Yangon: Myanmar's jailed democracy leader Aung San Suu Kyi insists she is not guilty of violating her house arrest, her lawyer said Friday, as a clearer picture emerged of the American who swam to her home and kicked off the junta's latest crackdown.
Ahead of Suu Kyi's trial Monday, the Nobel Peace Prize laureate spent the night at the country's notorious Insein Prison where she is being held in a "guest house" within the compound during her trial proceedings, said her lawyer Kyi Win.
Worldwide condemnation has poured in since Suu Kyi was charged Thursday with breaking the terms of her yearslong detention, just two weeks before she was due to be released.
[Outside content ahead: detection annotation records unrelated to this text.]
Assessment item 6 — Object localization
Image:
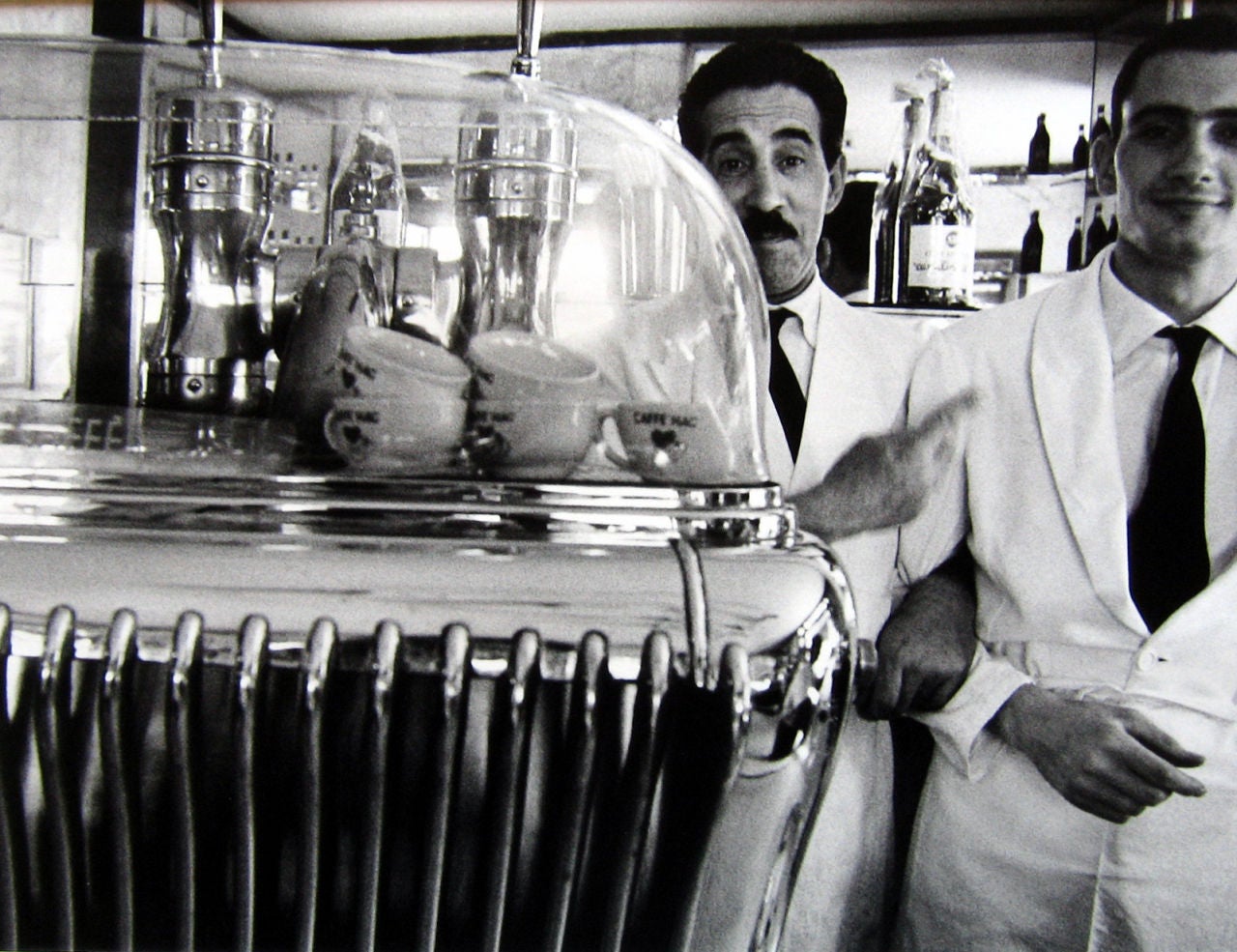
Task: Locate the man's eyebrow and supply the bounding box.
[704,132,748,156]
[773,126,817,146]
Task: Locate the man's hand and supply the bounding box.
[794,390,976,540]
[990,685,1207,823]
[856,545,975,720]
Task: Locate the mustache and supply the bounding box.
[739,212,799,241]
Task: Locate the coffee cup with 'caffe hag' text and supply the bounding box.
[468,331,600,403]
[323,395,468,474]
[335,325,472,403]
[606,402,742,484]
[465,398,601,479]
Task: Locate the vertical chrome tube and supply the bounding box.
[511,0,542,79]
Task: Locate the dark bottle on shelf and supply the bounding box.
[871,90,927,304]
[1065,216,1082,271]
[1086,205,1108,265]
[1073,125,1091,172]
[898,62,975,308]
[1018,209,1044,274]
[1026,112,1052,176]
[1091,105,1112,143]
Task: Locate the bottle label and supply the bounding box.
[906,224,975,294]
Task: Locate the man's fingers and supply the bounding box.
[1126,721,1207,798]
[856,665,902,721]
[1125,711,1203,766]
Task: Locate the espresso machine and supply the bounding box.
[0,3,866,952]
[143,0,274,416]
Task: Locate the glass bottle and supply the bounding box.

Her trial was scheduled to be held at a special court at the prison, which has held numerous political prisoners over the years.
World leaders, human rights groups and fellow Nobel laureates denounced the move as an attempt by the military junta to silence its chief opponent ahead of next year's election _ which will be the first since Suu Kyi's party won elections in 1990 that the junta refused to recognize.
Secretary of State Hillary Rodham Clinton and UN Secretary-General Ban Ki-moon condemned the charges and called for Suu Kyi's immediate release.
"If the 2010 elections are to have any semblance of credibility, she and all political prisoners must be freed to participate," British Prime Minister Gordon Brown said.
The Singapore government said it "is dismayed" by the charges against Suu Kyi, one of the few criticisms to come from Myanmar's neighbors in Southeast Asia, who abide by a much-criticized policy of not interfering in each others affairs.
The charges follow a mysterious visit to her home by John William Yettaw, 53, an American who swam across a lake and sneaked into her home seeking food and a place to rest.
It was the second time Yettaw had made the trip after swimming across the lake last summer, but on that visit the house staff kept him from speaking to Suu Kyi, his wife, Betty Yettaw told reporters in an interview outside her home near Camdenton in southern Missouri.